Screenshot of MegaDetector identifying caribou on Timelapse2. (Photo by C. Canterbury and J. Morton/USFWS)

Screenshot of MegaDetector identifying caribou on Timelapse2. (Photo by C. Canterbury and J. Morton/USFWS)

Refuge Notebook: New technology increases efficiency of refuge cameras

When you first become interested in the world of biology, wildlife biology in particular, you never picture yourself sitting at the computer. But the reality is that even the most field-intensive projects include months of doing exactly that.

This reality is because biology, the study of living organisms, now goes hand-in-hand with the science of electronic devices. Enter what I affectionately term “computer biology,” the study of living organisms through nonliving devices.

These devices range from a laptop or remote camera trap to a program to identify individual seals by their face (like your cellphone does with you). Kenai National Wildlife Refuge’s biology team is very well acquainted with most of these products, especially the remote camera traps, otherwise known as trail cameras.

We have a well-established network of trail cameras throughout the refuge that either monitor the efficiency of animals using the wildlife crossings structures or create media content for our wonderful co-workers at the visitors center.

There are numerous benefits to using remote cameras to monitor wildlife. One of the biggest advantages is that biologists have the opportunity to observe more natural behavior of wildlife because there is reduced human presence. Additionally, unlike biologists, these cameras work around the clock, so they have a much higher likelihood of capturing images or videos of wildlife.

But with the pros always come the cons. A major downside to camera trapping is “false triggers” and “empty” images. Because most trail cameras are triggered by motion, changes in weather conditions, odd lighting and growing vegetation can all cause a “false trigger.”
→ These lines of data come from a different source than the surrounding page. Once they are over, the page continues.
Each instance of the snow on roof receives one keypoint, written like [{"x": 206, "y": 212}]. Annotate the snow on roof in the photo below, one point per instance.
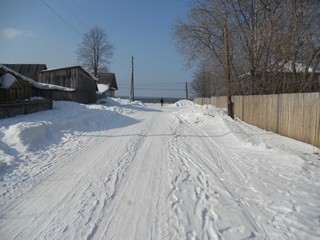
[
  {"x": 57, "y": 69},
  {"x": 7, "y": 80},
  {"x": 33, "y": 82},
  {"x": 103, "y": 87}
]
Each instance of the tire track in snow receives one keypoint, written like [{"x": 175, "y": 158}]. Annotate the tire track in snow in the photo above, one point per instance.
[
  {"x": 218, "y": 166},
  {"x": 136, "y": 208}
]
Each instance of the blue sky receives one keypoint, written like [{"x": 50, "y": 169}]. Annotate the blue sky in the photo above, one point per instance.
[{"x": 32, "y": 33}]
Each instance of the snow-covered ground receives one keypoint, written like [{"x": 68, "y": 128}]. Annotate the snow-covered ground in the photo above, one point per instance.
[{"x": 131, "y": 171}]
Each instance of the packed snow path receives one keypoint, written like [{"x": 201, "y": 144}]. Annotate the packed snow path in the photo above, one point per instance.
[{"x": 120, "y": 171}]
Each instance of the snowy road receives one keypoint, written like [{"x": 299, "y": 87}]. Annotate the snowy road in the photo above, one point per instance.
[{"x": 133, "y": 172}]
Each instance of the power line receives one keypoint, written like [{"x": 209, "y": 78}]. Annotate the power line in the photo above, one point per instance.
[
  {"x": 65, "y": 21},
  {"x": 76, "y": 17}
]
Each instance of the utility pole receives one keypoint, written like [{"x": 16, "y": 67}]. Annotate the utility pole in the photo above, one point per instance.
[
  {"x": 132, "y": 83},
  {"x": 227, "y": 71},
  {"x": 187, "y": 97}
]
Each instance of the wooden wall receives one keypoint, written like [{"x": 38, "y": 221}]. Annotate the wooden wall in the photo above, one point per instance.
[
  {"x": 294, "y": 115},
  {"x": 74, "y": 77},
  {"x": 19, "y": 108}
]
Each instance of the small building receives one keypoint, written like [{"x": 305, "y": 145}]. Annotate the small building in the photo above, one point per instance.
[
  {"x": 17, "y": 87},
  {"x": 107, "y": 84},
  {"x": 75, "y": 77},
  {"x": 28, "y": 70}
]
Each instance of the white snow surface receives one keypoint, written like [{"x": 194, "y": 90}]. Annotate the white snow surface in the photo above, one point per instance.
[{"x": 123, "y": 170}]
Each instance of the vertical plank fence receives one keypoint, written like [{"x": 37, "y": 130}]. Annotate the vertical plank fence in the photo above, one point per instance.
[{"x": 295, "y": 115}]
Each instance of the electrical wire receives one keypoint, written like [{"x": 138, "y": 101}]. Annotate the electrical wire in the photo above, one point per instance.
[{"x": 65, "y": 21}]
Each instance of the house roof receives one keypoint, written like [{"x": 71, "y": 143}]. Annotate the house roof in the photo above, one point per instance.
[
  {"x": 9, "y": 76},
  {"x": 108, "y": 79},
  {"x": 79, "y": 67},
  {"x": 28, "y": 70},
  {"x": 103, "y": 87}
]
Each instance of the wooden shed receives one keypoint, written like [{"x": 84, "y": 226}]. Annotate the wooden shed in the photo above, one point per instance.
[
  {"x": 75, "y": 77},
  {"x": 28, "y": 70},
  {"x": 17, "y": 87}
]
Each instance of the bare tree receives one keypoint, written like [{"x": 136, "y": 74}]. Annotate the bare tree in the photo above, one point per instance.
[
  {"x": 95, "y": 50},
  {"x": 208, "y": 81},
  {"x": 265, "y": 36}
]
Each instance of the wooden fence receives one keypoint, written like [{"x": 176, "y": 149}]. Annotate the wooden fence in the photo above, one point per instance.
[
  {"x": 294, "y": 115},
  {"x": 18, "y": 108}
]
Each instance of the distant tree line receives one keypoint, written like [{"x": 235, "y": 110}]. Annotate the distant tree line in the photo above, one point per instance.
[{"x": 274, "y": 45}]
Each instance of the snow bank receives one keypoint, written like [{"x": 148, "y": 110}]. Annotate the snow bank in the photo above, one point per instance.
[
  {"x": 183, "y": 103},
  {"x": 35, "y": 132}
]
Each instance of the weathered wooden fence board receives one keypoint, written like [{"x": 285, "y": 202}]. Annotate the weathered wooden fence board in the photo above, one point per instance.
[{"x": 294, "y": 115}]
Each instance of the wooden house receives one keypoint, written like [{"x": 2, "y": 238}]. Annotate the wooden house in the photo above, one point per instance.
[
  {"x": 17, "y": 87},
  {"x": 107, "y": 84},
  {"x": 75, "y": 77},
  {"x": 28, "y": 70}
]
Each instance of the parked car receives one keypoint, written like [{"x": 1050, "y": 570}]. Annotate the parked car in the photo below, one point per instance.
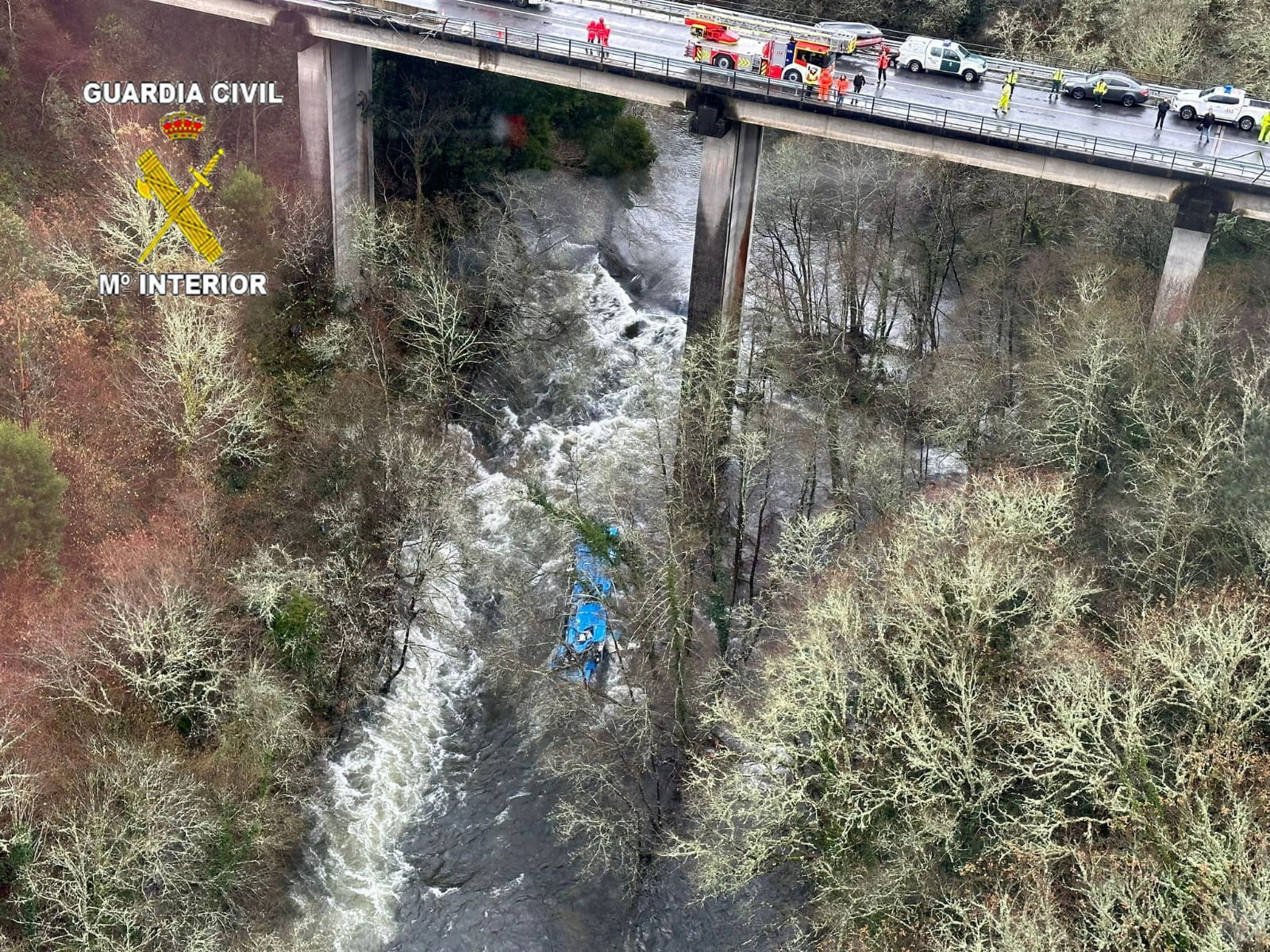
[
  {"x": 867, "y": 35},
  {"x": 1229, "y": 105},
  {"x": 1122, "y": 88},
  {"x": 921, "y": 54}
]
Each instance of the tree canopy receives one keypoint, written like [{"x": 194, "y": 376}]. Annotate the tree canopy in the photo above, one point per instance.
[{"x": 31, "y": 492}]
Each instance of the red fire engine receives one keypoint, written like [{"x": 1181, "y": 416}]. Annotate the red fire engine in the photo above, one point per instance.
[{"x": 727, "y": 40}]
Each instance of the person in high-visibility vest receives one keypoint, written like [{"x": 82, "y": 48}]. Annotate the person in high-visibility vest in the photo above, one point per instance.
[{"x": 1003, "y": 106}]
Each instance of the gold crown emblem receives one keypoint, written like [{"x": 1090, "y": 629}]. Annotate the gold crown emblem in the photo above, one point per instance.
[{"x": 182, "y": 125}]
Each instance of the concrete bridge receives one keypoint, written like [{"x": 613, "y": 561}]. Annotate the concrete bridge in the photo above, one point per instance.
[{"x": 929, "y": 117}]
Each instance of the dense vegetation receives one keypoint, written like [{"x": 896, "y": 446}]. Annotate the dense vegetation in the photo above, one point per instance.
[
  {"x": 946, "y": 582},
  {"x": 213, "y": 509}
]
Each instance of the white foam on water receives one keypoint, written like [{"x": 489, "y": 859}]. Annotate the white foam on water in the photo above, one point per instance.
[{"x": 383, "y": 785}]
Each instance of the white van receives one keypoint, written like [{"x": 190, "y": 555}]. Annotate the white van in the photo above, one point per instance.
[{"x": 922, "y": 54}]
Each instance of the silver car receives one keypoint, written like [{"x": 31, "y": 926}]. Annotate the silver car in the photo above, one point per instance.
[{"x": 867, "y": 35}]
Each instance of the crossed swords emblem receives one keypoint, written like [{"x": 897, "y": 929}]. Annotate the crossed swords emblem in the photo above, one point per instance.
[{"x": 158, "y": 183}]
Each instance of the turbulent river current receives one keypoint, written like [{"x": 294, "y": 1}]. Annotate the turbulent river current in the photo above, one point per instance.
[{"x": 432, "y": 835}]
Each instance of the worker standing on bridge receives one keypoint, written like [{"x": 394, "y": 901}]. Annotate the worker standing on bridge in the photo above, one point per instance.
[
  {"x": 1206, "y": 127},
  {"x": 825, "y": 83},
  {"x": 1003, "y": 106}
]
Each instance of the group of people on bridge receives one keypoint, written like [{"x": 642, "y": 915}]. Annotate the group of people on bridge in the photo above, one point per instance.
[
  {"x": 597, "y": 32},
  {"x": 829, "y": 83}
]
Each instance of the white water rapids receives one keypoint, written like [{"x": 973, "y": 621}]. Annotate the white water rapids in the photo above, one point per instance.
[{"x": 393, "y": 777}]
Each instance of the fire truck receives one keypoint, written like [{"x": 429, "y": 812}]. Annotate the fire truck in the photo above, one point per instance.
[{"x": 736, "y": 42}]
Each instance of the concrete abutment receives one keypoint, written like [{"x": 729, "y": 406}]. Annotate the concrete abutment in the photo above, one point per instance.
[
  {"x": 337, "y": 141},
  {"x": 725, "y": 215},
  {"x": 1193, "y": 228}
]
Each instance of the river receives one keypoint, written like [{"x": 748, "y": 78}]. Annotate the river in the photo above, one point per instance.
[{"x": 432, "y": 831}]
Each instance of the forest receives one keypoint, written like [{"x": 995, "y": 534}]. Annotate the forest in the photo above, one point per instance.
[{"x": 944, "y": 577}]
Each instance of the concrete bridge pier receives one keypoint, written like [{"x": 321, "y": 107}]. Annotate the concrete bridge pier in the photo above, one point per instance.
[
  {"x": 1193, "y": 228},
  {"x": 725, "y": 213},
  {"x": 337, "y": 144}
]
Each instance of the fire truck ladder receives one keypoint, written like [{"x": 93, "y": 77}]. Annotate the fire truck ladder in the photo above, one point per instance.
[{"x": 764, "y": 27}]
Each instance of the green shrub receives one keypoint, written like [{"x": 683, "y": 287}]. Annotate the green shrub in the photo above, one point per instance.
[
  {"x": 622, "y": 146},
  {"x": 31, "y": 492},
  {"x": 296, "y": 631}
]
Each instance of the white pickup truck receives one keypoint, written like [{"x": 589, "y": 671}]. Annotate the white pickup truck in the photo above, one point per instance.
[{"x": 1229, "y": 105}]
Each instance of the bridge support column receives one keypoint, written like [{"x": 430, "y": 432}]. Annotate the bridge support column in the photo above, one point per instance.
[
  {"x": 725, "y": 216},
  {"x": 1197, "y": 215},
  {"x": 336, "y": 137}
]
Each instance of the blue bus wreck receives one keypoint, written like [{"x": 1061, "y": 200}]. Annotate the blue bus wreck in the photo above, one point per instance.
[{"x": 588, "y": 639}]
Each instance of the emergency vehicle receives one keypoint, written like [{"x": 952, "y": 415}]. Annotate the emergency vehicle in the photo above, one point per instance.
[
  {"x": 922, "y": 54},
  {"x": 1229, "y": 105},
  {"x": 736, "y": 42}
]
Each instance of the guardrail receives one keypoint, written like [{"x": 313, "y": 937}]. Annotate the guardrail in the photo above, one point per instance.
[
  {"x": 1030, "y": 74},
  {"x": 1249, "y": 171}
]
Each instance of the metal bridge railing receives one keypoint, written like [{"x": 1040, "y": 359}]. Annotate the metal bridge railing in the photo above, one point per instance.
[
  {"x": 1244, "y": 171},
  {"x": 1030, "y": 74},
  {"x": 1249, "y": 169}
]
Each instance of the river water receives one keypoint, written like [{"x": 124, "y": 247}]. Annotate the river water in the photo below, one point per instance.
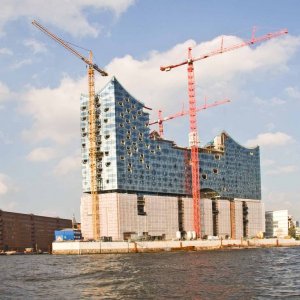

One tall blade of grass blowing in the wind can end up in tens of thousands of empty images. Also, cameras in public areas usually end up with thousands of images of people, pets, vehicles and machines.

So, by the end of a field season, you may end up with over a hundred thousand photos from your cameras, but how many of those actually contain wildlife? And how much time do cameras really save when biologists must spend weeks or months painstakingly going through each individual photo to look for wildlife?

But what if you could use what I termed earlier as “computer biology” to identify and catalog these photos? Maybe even help identify individual animals? Spoiler alert, you can!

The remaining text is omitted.